Prologue ou Histoire de la fille qui ratait tout

Je ressens le besoin d'écrire mon histoire, de me raconter, comme si j'avais besoin des mots pour me sortir d'une impasse, d'un mal être, d'une incapacité à aller de l'avant. J'ai l'impression d'avoir fini un cycle, d'avoir bouclé une boucle, et d'en avoir saisi le mécanisme, de cette boucle, comme un système complexe et bien rodé dont on finit par percevoir le fonctionnement.

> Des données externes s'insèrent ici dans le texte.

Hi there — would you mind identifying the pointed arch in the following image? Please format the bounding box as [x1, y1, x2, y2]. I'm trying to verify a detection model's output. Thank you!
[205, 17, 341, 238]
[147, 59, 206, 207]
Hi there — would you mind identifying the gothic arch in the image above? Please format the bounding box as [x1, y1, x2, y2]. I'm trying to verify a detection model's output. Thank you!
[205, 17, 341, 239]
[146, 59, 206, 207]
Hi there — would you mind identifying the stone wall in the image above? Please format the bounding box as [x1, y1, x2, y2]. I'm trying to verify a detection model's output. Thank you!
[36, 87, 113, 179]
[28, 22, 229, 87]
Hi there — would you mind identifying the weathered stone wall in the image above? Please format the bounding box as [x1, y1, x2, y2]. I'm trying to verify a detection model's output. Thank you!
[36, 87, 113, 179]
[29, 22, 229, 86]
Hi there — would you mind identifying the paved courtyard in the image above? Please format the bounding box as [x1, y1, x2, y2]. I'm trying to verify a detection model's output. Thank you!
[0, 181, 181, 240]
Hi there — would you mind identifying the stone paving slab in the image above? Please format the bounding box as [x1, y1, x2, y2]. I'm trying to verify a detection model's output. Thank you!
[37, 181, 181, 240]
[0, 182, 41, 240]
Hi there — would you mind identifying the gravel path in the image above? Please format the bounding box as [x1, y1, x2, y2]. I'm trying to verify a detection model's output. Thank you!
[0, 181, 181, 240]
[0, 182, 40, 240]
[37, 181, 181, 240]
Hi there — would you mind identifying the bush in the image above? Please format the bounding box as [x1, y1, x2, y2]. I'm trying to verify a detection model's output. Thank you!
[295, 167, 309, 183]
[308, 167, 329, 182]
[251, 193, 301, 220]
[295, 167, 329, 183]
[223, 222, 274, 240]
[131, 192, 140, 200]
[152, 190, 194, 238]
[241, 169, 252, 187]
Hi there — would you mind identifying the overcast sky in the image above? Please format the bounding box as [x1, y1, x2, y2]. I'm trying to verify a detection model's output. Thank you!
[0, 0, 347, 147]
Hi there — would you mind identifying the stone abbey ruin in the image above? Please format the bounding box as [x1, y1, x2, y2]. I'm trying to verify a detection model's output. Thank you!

Et à trente ans – trente deux exactement – je crois que je peux le dire, j'en suis là, à ce moment de ma vie où je commence à comprendre mon fonctionnement. J'ai découvert qui j'étais : la fille qui rate tout.

dimanche 28 octobre 2012

Dépression - Solitude et écriture

La solitude, ça tue. On se regarde, on s'examine, on se morfond à ruminer ses problèmes, on stagne, on s'abîme. On se pose des questions, trop de questions. On tourne en rond. Il est temps qu'on en sorte, mais quand on en sort, on est si fragile, qu'on doit y retourner. J'ai besoin d'aide, besoin d'être entourée, besoin de vivre, de respirer les autres, besoin d'échange, d'impulsions. Je cherche une porte de sortie, un exit dans ce sas de décompression qui m'étouffe et pourtant me rassure à la fois. Il faut que j'en sorte ou je n'y arriverai plus, coincée pour l'éternité... 
 
Elle te pourrit la solitude. Elle te réconforte au début, te tend les bras de la liberté et au bout d'un moment, tu comprends qu'elle t'a piégée : tu es pris dans ses griffes, tu n'arrives plus à t'en dépêtrer. Et plus tu t'enfermes avec elle, moins tu peux t'ouvrir aux autres, plus c'est difficile.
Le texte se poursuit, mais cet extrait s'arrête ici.